Ginés Parra
See also: Parra
Ginés Parra (1896 - 1960) is a Spanish painter of the École of Paris.
Biography
Ginés Parra (Jose Antonio Ramon Parra Menchón) is born in Zurgena (Almeria) the January 24th 1896, In 1901 its family emigrates in Algérie where it passes his childhood and its adolescence, his/her father working as minor. It then starts to draw and model sculptures. After to have worked itself very young person in the mines of Tlemcen, it leaves in 1910 in Argentine, where it is made mason, with his Ginès brother who dies there and it adopts the first name then. It goes then to Los Angeles, works in the copper mines of the Arizona, and in 1917 receives with New York in 1917 its first artistic formation in “Student´s League”, while it works during the night in the subway.In 1920 Ginés Parra passes by Zurgena, comes to Paris and settles initially with Aubervilliers, exerting day and night the most modest tasks, guard of store until in 1921 for the Parisian Company of the Sawdusts or, thereafter, washing the cars in a garage, to survive and continue to paint. He attends the École of the Art schools, where its professors are Lucien Simon and Louis Roger, alive in a small studio of Montparnasse. Remaining street of Texel, it exposes as of 1922 to the Salon of autumn then in other living rooms, in particular the Salon of Independent the. In 1927 it binds with the sculptor Julio Gonzalez and Picasso. Living then, street Vercingétorix, in a certain ease it acquires a drawing of Degas, a watercolour of Picasso and a table of Modigliani, which it will be obliged, under more difficult conditions, to sell twenty years later.
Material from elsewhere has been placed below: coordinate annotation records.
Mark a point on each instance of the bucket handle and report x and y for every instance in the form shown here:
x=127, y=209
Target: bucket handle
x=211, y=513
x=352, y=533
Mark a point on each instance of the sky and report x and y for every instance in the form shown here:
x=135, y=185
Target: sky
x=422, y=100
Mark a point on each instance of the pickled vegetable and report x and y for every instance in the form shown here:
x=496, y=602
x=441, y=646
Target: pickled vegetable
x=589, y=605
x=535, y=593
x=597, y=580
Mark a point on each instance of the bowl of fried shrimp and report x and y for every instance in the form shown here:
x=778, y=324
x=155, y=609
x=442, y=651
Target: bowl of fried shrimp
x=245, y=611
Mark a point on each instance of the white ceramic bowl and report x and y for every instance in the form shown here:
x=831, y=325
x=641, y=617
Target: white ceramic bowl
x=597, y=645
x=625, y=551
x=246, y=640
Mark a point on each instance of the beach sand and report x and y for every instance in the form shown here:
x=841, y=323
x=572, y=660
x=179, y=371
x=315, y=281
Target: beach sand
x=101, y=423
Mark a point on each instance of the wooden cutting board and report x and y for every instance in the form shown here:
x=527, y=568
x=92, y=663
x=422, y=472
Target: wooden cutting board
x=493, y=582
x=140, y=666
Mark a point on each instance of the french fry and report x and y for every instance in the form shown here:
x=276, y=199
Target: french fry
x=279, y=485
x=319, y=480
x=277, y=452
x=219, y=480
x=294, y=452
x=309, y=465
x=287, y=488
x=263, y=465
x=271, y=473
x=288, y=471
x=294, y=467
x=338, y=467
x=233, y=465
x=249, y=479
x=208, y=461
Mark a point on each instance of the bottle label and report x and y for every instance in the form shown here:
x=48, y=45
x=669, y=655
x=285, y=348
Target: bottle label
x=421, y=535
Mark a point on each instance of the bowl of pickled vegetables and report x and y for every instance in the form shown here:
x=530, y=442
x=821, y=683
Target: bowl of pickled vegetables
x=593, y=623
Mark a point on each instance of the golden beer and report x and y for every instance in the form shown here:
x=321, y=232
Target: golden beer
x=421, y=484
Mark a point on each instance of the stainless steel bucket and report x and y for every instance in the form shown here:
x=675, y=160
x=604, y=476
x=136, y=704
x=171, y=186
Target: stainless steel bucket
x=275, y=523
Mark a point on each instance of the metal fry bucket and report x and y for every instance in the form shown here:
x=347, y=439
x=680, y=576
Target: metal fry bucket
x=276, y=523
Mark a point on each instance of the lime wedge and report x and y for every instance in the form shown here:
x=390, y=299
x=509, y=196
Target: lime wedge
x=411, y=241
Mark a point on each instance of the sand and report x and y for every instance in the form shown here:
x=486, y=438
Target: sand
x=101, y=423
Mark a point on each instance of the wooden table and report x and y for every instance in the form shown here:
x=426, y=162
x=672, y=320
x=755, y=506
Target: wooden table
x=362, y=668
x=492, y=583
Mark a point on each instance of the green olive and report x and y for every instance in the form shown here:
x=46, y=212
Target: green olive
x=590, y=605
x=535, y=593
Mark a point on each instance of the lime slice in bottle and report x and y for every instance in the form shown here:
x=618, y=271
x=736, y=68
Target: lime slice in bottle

The civil war surprises Parra whereas it is of passage to Madrid and it engages in the republican army. Having perhaps taken part in the battle of Èbre, captive fact in 1938, it manages to regain Paris. It exposes then with the painters of the Spanish school of Paris, Picasso, which acquire several of its works, Dominguez, Bores, Clavé, Pelayo, in particular in 1946 with Prague and in 1947 with Brussels. In 1949 it makes known Alba-the-Roman, in Ardèche, where it restores an old house, with his/her friend the Chilean painter Eudaldo which settles there and there invites Jean Moal, while it moves itself further a few kilometers with Saint-Thomé.
Ginés Parra turns over during the Années 1950 to South America, carrying out exposures to Buenos Aires (1950 and 1954), Sao Paulo in March 1950, Montevideo, Lima (June 1950, the catalog containing a poem of Rafael Alberti on its painting, and 1953), Mexico City and Havana (1952), with the Guatemala (February 1953). In 1952 a work of Parra is reproduced in the review Sun (n° 7-8), directed with Algiers by the poet Jean Sénac.
Ginés Parra returns to Paris in 1959, exposes with Picasso, which helps it in a friendly way and materially whereas it is reached by cancer. He dies the April 19th 1960 and is buried with Saint-Thomé. The same year the Living room of Independent organizes a retrospective of its work, another is presented to Madrid in 1974.
Works of Parra are preserved in the museums of Almeria, Boston ( Léda and the swan ), Brno, Havana, Prague, Sao Paulo, Valladolid.